US Special Operations Forces Making Paper That Talks
Future psychological operations will airdrop the sheets to persuade targets to buck up or defect.
Special operators have been looking for a way to get a short audio message to target audiences in enemy-controlled areas — say, civilians in need of reassurance or enemy soldiers who might surrender or defect. Now they think they have one: a piece of paper, about the thickness of four ordinary sheets, infused with microcircuits that can store and replay a 30-second message.
U.S. Special Operations Forces Command, or USSOCOM, has developed a prototype; now they’re looking for companies to improve it enough for combat evaluations as soon as year’s end.
In May, SOCOM representatives were reaching out to industry and academic partners at the SOFIC conference in Tampa, Florida. A SOCOM video display described a need for a “printable electronics incorporating ‘flexible micro-circuitry’, [a] flexible speaker, and super thin photovoltaic batteries.”
Ryan Brown, an acquisition official with SOCOM, said the prototype has a writable area of about 4 by 6 inches. Now he’s looking to make it better and cheaper. “One of the downsides of making something new… the first-time articles and prototypes are expensive,” Brown said.
The display at SOFIC said that the paper should be printable “in the field [to be] deployed or scattered across designated areas to broadcast information as well as provide feedback to assist in MISO planning and analysis.”
MISO is Military Information Support Operations, the special ops group that focuses on psychological operations. While less well-known than the troops that kick down terrorists’ doors, MISO (formerly PSYOPS) plays a growing role in high-profile military operations.
For instance, psychological operations helped decimate Joseph Kony's Lord’s Resistance Army, or LRA, SOCOM officials said last year. Operators said the nearly six-year operation was aided by delivering recorded messages to LRA soldiers, persuading them to defect. But it’s hard to reach enemy soldiers deep in the jungle, especially when they are is surrounded by other combatants. Furthermore written messages don’t always work if the target is illiterate, as many of Kony’s child soldiers were. The SOF operators resorted to dropping devices to relay the messages into areas that they knew LRA members would be.
Over time, the operation had the desired effect, culminating in the defection of Michael Omono, Kony’s radio telephone operator and a key intelligence source. Army Col. Bethany C. Aragon described the operation from the perspective of Omono.
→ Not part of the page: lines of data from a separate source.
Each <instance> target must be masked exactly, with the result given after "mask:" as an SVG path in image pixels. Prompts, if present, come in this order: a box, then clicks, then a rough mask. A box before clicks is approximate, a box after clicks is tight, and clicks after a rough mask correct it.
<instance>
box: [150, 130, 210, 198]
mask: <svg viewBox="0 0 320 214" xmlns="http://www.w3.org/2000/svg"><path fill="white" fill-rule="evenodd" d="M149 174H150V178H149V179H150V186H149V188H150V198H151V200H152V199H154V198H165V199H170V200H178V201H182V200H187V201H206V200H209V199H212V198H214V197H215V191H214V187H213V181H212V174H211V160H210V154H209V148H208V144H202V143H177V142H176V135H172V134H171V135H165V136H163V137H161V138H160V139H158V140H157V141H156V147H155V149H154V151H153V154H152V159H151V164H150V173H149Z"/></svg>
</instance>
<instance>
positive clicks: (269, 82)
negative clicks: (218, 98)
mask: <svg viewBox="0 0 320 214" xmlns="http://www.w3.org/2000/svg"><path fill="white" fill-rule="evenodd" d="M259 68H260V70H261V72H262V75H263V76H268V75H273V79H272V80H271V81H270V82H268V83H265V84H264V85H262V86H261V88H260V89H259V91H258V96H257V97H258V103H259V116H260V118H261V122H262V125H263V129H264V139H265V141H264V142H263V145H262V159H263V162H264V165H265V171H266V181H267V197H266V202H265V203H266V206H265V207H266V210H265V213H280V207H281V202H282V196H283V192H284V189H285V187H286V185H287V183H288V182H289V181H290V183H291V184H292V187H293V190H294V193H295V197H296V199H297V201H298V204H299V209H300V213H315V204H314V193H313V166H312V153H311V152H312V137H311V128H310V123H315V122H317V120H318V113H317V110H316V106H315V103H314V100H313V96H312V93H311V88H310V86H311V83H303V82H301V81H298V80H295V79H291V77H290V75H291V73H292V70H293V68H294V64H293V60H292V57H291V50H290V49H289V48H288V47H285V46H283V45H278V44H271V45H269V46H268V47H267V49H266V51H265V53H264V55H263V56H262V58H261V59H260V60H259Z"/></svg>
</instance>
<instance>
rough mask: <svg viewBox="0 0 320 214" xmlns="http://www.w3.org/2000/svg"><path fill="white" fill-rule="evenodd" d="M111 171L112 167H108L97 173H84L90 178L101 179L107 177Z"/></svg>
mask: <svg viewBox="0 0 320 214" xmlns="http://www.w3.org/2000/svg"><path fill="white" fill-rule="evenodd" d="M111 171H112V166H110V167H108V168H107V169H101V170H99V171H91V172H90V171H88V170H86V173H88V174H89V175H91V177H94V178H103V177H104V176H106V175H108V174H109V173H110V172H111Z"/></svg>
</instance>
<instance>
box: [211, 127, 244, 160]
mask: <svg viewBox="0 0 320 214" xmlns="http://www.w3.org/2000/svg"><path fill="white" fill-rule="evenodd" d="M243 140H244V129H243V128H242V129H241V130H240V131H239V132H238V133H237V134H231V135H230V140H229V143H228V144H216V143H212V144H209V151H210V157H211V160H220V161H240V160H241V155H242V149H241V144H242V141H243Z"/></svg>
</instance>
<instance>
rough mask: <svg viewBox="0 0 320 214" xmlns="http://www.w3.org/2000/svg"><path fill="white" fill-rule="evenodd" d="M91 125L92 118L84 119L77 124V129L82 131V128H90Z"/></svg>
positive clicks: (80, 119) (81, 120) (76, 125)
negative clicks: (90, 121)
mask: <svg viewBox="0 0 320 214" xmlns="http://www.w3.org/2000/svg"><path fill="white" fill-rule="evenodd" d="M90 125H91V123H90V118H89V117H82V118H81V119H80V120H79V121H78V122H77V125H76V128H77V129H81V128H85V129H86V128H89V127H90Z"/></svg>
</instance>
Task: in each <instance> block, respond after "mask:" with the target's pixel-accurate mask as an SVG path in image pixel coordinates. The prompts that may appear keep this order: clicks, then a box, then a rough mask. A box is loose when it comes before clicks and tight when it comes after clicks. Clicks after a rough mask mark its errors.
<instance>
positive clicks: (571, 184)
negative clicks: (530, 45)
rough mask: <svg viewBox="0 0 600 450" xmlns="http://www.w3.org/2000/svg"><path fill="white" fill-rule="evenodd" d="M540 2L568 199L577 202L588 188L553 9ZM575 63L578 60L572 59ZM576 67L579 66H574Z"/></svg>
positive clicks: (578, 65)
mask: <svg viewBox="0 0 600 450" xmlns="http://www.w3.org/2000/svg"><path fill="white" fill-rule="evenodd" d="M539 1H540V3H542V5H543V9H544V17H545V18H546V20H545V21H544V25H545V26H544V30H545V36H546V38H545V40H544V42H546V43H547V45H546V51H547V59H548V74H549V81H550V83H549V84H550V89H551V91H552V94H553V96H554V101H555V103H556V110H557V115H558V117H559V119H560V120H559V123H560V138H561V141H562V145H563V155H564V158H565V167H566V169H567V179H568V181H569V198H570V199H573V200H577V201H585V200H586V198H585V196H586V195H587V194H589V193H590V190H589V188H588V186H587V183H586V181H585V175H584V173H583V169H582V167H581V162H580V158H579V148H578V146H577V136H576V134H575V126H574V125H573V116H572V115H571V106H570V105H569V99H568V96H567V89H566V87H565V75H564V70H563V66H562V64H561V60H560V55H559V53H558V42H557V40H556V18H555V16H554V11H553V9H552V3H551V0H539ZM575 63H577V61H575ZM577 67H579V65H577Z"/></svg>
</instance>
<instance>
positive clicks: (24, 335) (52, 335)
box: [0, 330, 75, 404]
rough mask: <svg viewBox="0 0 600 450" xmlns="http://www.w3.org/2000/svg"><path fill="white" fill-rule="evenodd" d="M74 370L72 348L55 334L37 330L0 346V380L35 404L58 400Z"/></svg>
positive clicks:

“You are working for a leader who is clearly unhinged and not inspired by the original motivations that people join the Lord’s Resistance Army for. [Omono] is susceptible. Then, as he’s walking through the jungle, he hears [a recording of] his mother’s voice and her message begging him to come home. He sees leaflets with his daughter’s picture begging him to come home, from his uncle that raised him and was a father to him.”
It’s exactly the sort of operation that could be aided by electronic talking paper.
Various printable electronic concepts have been around for close to a decade. But the advent of new techniques to mass-produce graphene — a carbon-based nanomaterial that’s clear, highly bendable, five times as strong as steel and an excellent conductor of electricity — has made it much easier to shrink electronic circuits and embed them into fabric or other bendable materials. (SOCOM officials declined to say whether their prototype uses graphene or other materials.)
Brown said that future versions of the material may host a biometric identifier, perhaps allowing only the intended recipient of the message to access it, but that wasn’t part of the prototype or the present industry outreach.
The same display also said that the military was working on a “leaflet that allows for listen back.”